14 Seed Germination
Most weeds multiply and spread by seeds and understanding how seeds germinate, and how ambient factors affect seed dormancy, germination, vigor and early growth is instrumental for our continuous struggle to deplete soils of weed seeds. On agricultural land in Denmark we find about 30,000 viable weed seeds/m^2. It has dropped to half of what we found 45 years ago. This drop is due to many factors, but probably the most important one is the continuous use of herbicides.
The weed’s ability to set seed and the seeds’ ability to germinate is therefore important for us to try understand and counteract seed soil bank enrichment with agronomic means. Therefore, seed testing experiments to assess germination ability and vigor should support future action of depleting weed pressure.

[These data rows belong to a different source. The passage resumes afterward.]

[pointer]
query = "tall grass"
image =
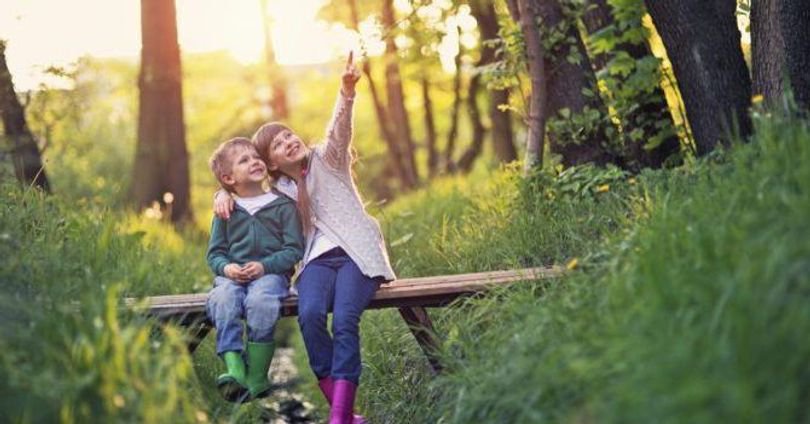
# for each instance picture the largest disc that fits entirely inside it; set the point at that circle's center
(68, 354)
(689, 303)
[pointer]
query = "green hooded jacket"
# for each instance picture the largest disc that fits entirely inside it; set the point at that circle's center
(272, 236)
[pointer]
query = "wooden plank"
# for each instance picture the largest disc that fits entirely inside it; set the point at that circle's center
(408, 291)
(409, 295)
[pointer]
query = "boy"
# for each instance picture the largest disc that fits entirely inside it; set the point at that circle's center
(252, 254)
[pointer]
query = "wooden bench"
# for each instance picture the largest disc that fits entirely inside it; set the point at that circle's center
(410, 295)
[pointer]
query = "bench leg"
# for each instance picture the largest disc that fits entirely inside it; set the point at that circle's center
(419, 322)
(197, 332)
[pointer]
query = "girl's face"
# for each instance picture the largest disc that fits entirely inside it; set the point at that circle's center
(287, 152)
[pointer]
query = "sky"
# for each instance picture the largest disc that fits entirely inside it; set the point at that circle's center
(43, 33)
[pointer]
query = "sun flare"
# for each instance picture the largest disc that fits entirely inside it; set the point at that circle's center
(43, 33)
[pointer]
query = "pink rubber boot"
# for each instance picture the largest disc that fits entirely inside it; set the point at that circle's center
(327, 388)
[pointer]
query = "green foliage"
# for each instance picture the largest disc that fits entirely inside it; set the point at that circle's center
(689, 303)
(68, 351)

The International Seed Testing Association ISTA produces internationally agreed rules for seed sampling and testing and disseminates knowledge in seed science and technology. This facilitates seed trading nationally and internationally and is focusing on agricultural species. The principles of studying agricultural species and weed species are the same, but for weed species we are not interested in certifying their germinability, but to discover how to counteract their germination ability and vigor. In crop science and breeding the aim is the opposite to select for germinability and vigor.

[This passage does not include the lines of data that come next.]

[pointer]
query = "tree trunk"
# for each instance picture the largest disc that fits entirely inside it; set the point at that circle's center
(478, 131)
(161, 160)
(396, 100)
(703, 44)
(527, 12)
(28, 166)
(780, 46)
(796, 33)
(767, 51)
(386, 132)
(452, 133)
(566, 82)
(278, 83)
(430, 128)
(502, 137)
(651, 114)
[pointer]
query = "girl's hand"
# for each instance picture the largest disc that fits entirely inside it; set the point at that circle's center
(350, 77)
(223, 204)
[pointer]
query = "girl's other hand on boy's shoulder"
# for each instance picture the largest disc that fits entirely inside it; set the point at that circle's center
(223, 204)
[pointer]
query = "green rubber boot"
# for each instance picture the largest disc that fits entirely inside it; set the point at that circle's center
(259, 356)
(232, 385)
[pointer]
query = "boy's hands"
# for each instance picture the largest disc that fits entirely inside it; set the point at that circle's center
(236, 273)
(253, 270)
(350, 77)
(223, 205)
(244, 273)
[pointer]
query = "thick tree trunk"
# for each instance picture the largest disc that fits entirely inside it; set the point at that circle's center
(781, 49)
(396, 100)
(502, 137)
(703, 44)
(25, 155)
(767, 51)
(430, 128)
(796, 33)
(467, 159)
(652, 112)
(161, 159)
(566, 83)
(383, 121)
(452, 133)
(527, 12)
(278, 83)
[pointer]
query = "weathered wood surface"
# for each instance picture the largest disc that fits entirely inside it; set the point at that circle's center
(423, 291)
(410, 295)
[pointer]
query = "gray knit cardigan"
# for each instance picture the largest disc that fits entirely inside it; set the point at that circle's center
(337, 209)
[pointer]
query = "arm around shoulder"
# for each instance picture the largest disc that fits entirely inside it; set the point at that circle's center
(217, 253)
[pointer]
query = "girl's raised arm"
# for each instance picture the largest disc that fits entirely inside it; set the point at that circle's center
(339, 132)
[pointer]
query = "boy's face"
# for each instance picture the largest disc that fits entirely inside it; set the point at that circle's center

Nonlinear regression is commonly used to evaluate cumulative germination in cause of time, temperature or other external gradients. This approach, however, is problematic as it ignores that successive observations on the germination curve are highly correlated. The total number of seeds that have germinated at a particular time is highly dependent on the number of seeds that already have germinated. Moreover, variation in the proportions of germinated seeds will vary with time, being largest at intermediate monitoring intervals and smallest at the initial and final intervals, where germination activity is low. This means that the fundamental assumptions implicitly underlying nonlinear regression (independence among proportions and variance homogeneity) are not met.

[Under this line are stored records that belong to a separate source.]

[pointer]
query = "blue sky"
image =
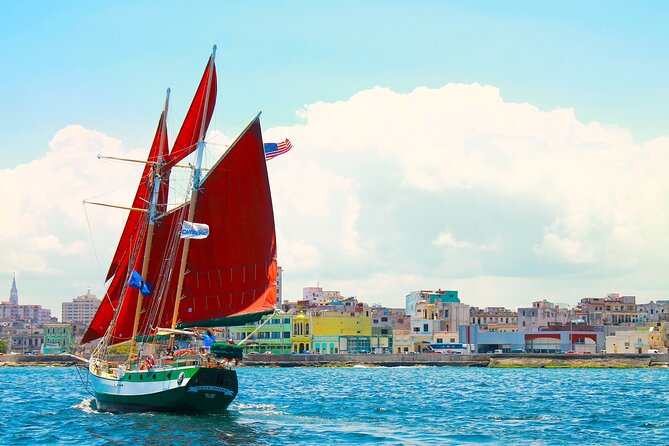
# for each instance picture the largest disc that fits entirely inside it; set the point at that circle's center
(105, 66)
(589, 79)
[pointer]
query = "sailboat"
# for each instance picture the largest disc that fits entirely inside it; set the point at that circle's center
(178, 274)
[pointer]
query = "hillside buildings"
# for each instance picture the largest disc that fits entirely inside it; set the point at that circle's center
(21, 325)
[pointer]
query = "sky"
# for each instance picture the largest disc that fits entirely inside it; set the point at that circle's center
(511, 150)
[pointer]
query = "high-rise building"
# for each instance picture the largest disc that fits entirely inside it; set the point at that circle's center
(14, 293)
(81, 310)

In experiments, where new batches of seed are used for each inspection time, data can be analyzed by well-established models for binomial data such as log-logistic regression or other generalized linear models.
In experiments where the same batch of seeds is followed over time, the same seeds are observed repeatedly for some pre-specified duration of an experiment. We observe the waiting time until the event of interest occurs and the resulting data are often referred to as event-time or time-to-event data.
In this chapter we will concentrate on time-to-event data Ritz et al. 2013. Figure 14.1 shows the basic arrangement of this kind of experiment and how we arrange the data in R.
For various reasons germination need not occur at all during the experiment. We refer to this as right-censoring. Consequently, a plausible statistical model has to incorporate that the event of interest, seed germination, may occur after termination of the experiment, assigning a positive probability to the situation that germination is not observed. This is why the final inspection time has an Inf
value that means infinity concludes the experiment.
Also, the germination is obviously not observed exactly at the very point in time, when the event took place. For instance, seeds in petridishes may only be inspected on a daily or weekly basis and in case a seed has germinated the only information we get: because germination took place between two inspection intervals. This type of time-to-event data is often referred to as grouped data or interval-censored. As a consequence an appropriate model should be specified by means of the probability of germination within the monitoring intervals. This probability will depend heavily on the monitoring intervals. Ignoring this grouped-data structure may lead to biased estimates. The finer the time grid the smaller the error caused by ignoring discretization.
14.1 Example 1: Chickweed
library(drc)
head(chickweed,3)
## start end count
## 1 0 12 0
## 2 12 22 0
## 3 22 30 0
tail(chickweed,3)
## start end count
## 33 266.5 276.5 1
## 34 276.5 281.5 0
## 35 281.5 Inf 160
chickweed.m1 <- drm(count~start+end, data = chickweed, fct = LL.3(names=c("b","MaxGerm","T50")), type = "event")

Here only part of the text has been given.